Richter found, for instance, that adrenalectomized rats (which lose their physiological regulators of salt metabolism and so die within 10-15 days) will, when given access to salt solution, drink enough to maintain their normal salt balance and so keep themselves alive. He showed that rats will make beneficial selections not only from electrolytes but also from fats, proteins, carbohydrates, and also some vitamins. He also demonstrated the ability of rats to avoid many kinds of poisons. He showed that the rat maintains homeostasis by behavioral as well as physiological regulators.

Because of this knowledge of the reaction of rats to foods and poisons, Curt Richter was appointed by the Office of Scientific Research and Development during World War II to work out a program for quick citywide extermination of rats in case of ratborne germ warfare. Thousands of wild rats were trapped and brought into the laboratory for study. In this way Richter made the acquaintance of wild Norway rats. Comparison of behavior, functions of the endocrine glands and central nervous system, and gross anatomy revealed great differences between ordinary laboratory rats and their wild ancestors.

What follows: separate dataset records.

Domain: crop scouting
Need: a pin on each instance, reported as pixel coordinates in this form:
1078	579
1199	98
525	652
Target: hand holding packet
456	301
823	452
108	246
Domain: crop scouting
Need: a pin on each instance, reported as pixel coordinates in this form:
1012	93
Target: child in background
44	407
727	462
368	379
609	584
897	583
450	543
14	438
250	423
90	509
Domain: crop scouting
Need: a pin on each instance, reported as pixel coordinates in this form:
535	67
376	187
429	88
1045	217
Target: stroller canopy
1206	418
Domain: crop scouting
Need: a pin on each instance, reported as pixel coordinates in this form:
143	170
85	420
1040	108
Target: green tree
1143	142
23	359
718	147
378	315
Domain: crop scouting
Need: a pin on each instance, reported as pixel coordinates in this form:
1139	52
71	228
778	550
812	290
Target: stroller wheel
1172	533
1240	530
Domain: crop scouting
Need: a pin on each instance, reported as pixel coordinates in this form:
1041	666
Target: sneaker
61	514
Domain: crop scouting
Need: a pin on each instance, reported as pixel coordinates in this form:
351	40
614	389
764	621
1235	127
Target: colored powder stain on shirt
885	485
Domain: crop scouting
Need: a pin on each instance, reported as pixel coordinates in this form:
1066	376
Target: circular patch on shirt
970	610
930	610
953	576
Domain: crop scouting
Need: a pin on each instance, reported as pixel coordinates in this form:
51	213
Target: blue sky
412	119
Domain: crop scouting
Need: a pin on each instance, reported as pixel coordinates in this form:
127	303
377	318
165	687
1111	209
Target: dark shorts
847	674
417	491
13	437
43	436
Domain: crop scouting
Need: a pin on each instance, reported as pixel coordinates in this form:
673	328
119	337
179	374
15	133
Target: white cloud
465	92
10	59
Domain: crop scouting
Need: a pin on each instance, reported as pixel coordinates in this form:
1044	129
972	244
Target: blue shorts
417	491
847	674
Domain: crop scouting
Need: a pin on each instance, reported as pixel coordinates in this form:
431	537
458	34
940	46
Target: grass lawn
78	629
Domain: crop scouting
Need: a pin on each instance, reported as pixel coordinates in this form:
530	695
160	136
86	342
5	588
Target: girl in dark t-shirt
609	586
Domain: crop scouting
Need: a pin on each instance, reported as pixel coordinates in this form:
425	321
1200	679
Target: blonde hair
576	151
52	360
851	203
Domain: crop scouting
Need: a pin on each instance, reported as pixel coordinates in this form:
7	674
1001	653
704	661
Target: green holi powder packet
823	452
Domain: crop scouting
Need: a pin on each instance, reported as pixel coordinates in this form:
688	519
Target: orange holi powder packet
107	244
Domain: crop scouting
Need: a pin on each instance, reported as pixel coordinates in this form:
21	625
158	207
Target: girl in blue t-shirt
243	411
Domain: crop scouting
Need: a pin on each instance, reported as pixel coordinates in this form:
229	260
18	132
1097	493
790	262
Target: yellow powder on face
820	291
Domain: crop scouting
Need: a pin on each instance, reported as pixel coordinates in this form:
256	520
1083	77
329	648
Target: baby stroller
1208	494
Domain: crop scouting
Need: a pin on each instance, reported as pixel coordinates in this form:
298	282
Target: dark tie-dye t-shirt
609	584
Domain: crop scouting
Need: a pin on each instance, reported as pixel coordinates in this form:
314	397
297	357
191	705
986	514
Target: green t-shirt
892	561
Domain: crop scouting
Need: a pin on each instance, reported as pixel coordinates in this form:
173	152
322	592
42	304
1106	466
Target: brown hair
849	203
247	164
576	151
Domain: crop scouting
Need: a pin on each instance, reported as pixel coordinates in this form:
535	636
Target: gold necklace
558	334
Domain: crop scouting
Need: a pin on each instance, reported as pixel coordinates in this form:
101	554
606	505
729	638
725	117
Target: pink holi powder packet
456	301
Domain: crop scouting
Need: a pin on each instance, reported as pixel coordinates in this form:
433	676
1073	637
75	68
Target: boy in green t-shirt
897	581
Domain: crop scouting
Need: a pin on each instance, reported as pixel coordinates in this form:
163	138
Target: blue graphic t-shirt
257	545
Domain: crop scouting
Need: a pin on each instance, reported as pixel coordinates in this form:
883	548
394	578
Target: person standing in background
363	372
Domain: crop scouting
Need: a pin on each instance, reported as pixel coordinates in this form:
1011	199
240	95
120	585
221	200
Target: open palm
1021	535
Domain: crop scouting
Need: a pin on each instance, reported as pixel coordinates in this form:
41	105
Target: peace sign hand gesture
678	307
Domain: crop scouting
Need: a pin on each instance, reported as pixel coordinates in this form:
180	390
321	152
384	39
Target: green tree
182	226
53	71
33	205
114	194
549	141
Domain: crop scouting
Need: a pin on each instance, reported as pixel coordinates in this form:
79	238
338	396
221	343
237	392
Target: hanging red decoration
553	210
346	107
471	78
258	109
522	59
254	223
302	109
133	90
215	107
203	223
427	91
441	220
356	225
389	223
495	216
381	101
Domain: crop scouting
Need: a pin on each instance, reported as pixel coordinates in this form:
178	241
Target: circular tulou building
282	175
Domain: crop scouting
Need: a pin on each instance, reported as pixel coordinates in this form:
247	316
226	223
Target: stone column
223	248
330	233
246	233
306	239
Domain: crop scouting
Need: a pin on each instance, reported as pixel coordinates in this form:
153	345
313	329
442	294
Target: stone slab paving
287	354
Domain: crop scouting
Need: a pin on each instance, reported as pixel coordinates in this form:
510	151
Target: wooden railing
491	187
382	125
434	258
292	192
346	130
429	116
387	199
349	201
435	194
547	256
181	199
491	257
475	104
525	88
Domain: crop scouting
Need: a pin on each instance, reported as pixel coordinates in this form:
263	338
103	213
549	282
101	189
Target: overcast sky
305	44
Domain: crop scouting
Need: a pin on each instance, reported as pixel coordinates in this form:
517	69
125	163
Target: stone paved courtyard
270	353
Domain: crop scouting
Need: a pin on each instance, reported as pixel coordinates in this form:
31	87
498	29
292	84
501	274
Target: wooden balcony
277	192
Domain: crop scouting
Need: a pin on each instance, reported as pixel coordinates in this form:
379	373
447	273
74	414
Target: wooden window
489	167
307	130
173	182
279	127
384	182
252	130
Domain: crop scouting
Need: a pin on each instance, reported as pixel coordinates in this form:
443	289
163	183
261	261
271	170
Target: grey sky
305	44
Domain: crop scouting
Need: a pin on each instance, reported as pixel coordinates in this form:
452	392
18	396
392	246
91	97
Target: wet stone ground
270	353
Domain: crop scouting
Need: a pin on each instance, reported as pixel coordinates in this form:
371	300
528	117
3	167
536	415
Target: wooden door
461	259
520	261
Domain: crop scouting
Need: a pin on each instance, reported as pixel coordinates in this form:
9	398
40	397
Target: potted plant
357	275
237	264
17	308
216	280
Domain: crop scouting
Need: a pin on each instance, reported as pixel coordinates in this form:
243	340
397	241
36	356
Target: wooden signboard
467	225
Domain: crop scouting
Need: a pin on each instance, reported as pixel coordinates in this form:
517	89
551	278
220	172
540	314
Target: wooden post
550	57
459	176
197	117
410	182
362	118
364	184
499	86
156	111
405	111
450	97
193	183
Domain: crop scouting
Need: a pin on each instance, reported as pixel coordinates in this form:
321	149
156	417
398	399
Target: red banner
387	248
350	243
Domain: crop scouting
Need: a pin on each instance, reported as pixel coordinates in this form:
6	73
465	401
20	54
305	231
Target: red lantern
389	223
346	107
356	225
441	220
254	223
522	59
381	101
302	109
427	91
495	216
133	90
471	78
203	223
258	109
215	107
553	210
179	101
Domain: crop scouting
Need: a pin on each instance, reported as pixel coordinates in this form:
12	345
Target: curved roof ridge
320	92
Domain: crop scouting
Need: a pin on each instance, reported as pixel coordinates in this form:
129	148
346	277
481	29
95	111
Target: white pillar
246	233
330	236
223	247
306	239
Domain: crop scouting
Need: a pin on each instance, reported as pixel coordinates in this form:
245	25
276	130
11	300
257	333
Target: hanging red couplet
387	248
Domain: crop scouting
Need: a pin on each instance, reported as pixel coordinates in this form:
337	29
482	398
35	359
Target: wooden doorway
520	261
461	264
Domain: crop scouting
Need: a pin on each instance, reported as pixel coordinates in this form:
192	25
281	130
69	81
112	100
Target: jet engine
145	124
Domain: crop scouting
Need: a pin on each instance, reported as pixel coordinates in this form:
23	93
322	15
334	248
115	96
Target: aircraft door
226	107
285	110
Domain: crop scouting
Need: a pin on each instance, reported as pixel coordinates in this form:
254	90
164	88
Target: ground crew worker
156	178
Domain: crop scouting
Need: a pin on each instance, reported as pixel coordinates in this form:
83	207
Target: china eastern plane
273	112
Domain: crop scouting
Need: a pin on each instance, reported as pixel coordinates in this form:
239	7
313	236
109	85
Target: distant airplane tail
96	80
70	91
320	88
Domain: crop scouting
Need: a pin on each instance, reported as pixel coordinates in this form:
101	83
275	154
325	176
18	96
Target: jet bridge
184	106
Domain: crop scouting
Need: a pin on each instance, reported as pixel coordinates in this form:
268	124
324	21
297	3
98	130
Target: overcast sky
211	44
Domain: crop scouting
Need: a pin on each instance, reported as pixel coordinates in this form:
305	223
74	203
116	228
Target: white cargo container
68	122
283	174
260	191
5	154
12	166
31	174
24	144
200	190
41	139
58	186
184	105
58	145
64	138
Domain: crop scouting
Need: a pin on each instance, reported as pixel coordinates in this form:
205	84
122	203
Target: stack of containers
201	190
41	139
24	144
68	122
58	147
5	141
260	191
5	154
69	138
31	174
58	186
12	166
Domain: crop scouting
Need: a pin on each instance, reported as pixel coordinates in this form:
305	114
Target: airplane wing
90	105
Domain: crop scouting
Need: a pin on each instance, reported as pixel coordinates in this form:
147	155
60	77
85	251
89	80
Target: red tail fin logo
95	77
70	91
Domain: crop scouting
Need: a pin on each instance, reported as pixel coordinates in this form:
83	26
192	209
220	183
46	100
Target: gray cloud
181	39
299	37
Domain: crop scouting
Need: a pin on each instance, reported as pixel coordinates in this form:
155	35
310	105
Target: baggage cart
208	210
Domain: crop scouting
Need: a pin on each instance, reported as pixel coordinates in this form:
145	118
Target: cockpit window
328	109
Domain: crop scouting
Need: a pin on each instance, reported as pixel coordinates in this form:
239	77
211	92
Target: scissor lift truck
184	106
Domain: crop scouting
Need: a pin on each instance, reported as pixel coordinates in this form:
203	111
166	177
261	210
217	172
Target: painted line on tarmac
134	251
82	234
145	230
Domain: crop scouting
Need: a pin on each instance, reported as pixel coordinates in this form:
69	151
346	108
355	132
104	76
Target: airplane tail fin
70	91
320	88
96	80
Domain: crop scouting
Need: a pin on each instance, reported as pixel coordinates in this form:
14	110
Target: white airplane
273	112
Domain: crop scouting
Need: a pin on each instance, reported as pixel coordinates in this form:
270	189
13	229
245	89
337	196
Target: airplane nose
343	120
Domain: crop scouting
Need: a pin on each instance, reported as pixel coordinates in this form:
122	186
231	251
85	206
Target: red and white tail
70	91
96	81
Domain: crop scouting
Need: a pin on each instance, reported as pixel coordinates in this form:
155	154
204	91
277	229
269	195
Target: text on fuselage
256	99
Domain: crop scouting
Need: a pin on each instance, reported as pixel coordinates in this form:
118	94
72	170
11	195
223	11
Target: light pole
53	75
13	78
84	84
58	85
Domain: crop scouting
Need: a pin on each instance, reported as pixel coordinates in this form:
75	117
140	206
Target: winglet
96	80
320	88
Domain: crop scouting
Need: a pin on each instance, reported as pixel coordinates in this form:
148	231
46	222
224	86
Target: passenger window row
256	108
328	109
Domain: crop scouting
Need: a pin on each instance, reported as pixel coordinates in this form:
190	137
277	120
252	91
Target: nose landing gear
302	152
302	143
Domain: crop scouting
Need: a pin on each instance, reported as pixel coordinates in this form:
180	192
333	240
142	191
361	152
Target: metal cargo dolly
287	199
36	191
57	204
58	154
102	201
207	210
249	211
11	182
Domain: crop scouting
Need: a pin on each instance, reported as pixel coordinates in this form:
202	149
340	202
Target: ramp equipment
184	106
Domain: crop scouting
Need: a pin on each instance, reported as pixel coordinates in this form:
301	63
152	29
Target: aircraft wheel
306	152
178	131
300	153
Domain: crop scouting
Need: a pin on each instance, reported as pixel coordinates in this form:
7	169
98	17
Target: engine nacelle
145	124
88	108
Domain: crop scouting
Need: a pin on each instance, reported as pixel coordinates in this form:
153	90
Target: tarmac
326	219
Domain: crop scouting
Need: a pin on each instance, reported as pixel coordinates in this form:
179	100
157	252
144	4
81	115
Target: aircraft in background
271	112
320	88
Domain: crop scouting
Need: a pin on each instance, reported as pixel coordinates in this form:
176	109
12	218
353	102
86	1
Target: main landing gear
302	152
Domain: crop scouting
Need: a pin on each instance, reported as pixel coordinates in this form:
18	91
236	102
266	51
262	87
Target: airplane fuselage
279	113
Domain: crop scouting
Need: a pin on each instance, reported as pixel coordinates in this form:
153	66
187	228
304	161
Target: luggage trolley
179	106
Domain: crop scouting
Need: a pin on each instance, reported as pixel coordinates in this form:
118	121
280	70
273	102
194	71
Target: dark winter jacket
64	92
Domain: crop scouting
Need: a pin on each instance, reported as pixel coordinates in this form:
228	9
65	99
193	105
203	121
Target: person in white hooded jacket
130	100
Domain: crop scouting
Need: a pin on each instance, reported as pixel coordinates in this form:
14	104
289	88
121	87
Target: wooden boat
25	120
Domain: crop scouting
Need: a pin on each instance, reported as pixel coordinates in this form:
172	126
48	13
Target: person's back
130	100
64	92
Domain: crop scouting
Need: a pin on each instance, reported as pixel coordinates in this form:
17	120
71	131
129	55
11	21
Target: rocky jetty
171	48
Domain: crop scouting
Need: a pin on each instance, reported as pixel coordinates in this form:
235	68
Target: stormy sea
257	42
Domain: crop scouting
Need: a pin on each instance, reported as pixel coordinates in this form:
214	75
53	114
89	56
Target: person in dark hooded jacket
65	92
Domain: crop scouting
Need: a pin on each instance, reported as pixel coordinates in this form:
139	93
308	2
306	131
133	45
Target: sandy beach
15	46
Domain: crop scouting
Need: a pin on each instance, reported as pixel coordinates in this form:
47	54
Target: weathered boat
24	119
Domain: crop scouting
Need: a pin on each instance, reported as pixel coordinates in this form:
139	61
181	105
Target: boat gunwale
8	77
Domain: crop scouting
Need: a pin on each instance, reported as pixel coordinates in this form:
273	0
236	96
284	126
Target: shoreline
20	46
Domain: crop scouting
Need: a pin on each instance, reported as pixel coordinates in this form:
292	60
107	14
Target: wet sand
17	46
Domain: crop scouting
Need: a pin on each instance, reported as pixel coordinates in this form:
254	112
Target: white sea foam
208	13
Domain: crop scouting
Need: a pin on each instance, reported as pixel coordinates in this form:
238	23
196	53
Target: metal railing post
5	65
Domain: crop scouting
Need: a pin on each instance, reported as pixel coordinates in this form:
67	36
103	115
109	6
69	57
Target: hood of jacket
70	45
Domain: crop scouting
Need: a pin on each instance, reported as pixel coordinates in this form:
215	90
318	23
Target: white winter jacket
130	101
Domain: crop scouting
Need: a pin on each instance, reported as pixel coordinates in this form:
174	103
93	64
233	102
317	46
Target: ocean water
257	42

Curt Richter received his B.S. at Harvard University in 1917 and his Ph.D. At the Johns Hopkins University in 1921. From 1922 he was director of the psychobiological laboratory of the Phipps Psychiatric Clinic; later he became professor emeritus of psychobiology. He was elected a member of the National Academy of Sciences, the American Philosophical Society, and the American Academy of Arts and Sciences, and an honorary member of Phi Beta Kappa (Harvard), the Harvey Society, and the Baltimore Medical Society. He received the Warren Medal of the Society of Experimental Psychologists, the scientific award of the American Psychological Association, and the Hamilton Award of the American Psychopathological Society.


Curt Richter became aware of the wonderful opportunity offered for the study of effects produced by domestication on this animal, specimens of both the domesticated forms and their wild ancestors being available in large numbers. This resulted in the discovery of a rat poison-ANTU, a thiourea compound-and also in an extensive study of the physiology of the thioureas in general. Comparison between effect of domestication of the rat and human civilization were discussed in the paper “Rats, Man and the Welfare State.” Studies of wild rats led also to chance observations on the phenomenon of “sudden death” in animals and humans.